Despite these limitations, findings from this study are in accordance with other research from prospective cohort studies. We demonstrated that macrovascular complications were more common in the male population and the probability of microvascular complications was reduced in participants with higher educational attainment. Additionally, modifiable risk factors were independently associated with both macro- and microvascular complications. While addressing lifestyle factors is a key part of preventing complications, delivering adequate services for people with diabetes is essential in earlier detection and management of complications.
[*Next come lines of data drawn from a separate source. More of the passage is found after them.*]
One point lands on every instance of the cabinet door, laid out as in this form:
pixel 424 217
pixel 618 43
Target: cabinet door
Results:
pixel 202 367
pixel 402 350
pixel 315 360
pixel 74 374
In 2010, a national diabetes programme was introduced in Ireland [51]. To date, the programme has been instrumental in the rollout of a national retinal screening programme, the recruitment of diabetes nurse specialists, and development of a national foot care model [51]. Macrovascular and microvascular complications are often preventable; therefore findings from this study are useful for policy makers planning the development of other diabetes services, including the diabetes cycle of care that has been recently introduced into primary care in Ireland [52]. Diabetes prevalence is projected to increase; therefore effective prevention strategies are urgently needed to reduce the future burden of complications in Ireland.

Competing Interests

No competing interests were known or perceived.

Authors’ Contributions

Marsha L. Tracey and Patricia M. Kearney conceived and designed the study. Marsha L. Tracey researched data. Marsha L. Tracey analysed the data. Marsha L. Tracey wrote the paper. Patricia M. Kearney, Sheena M. McHugh, Anthony P. Fitzgerald, Claire M. Buckley, and Ronan J. Canavan reviewed the paper. Marsha L. Tracey edited the paper. Marsha L. Tracey, Patricia M. Kearney, Sheena M. McHugh, Anthony P. Fitzgerald, Claire M. Buckley, and Ronan J. Canavan approved the final paper.

Acknowledgments

Marsha L. Tracey and Patricia M. Kearney are funded by the Health Research Board Leadership Award in Diabetes (RL/2013/7). Dr. Sheena M. McHugh is funded by the Centre for Ageing and Development Research in Ireland (CARDI) Leadership Fellowship. The authors would like to thank Trinity College Dublin for the use of TILDA dataset and all of TILDA participants.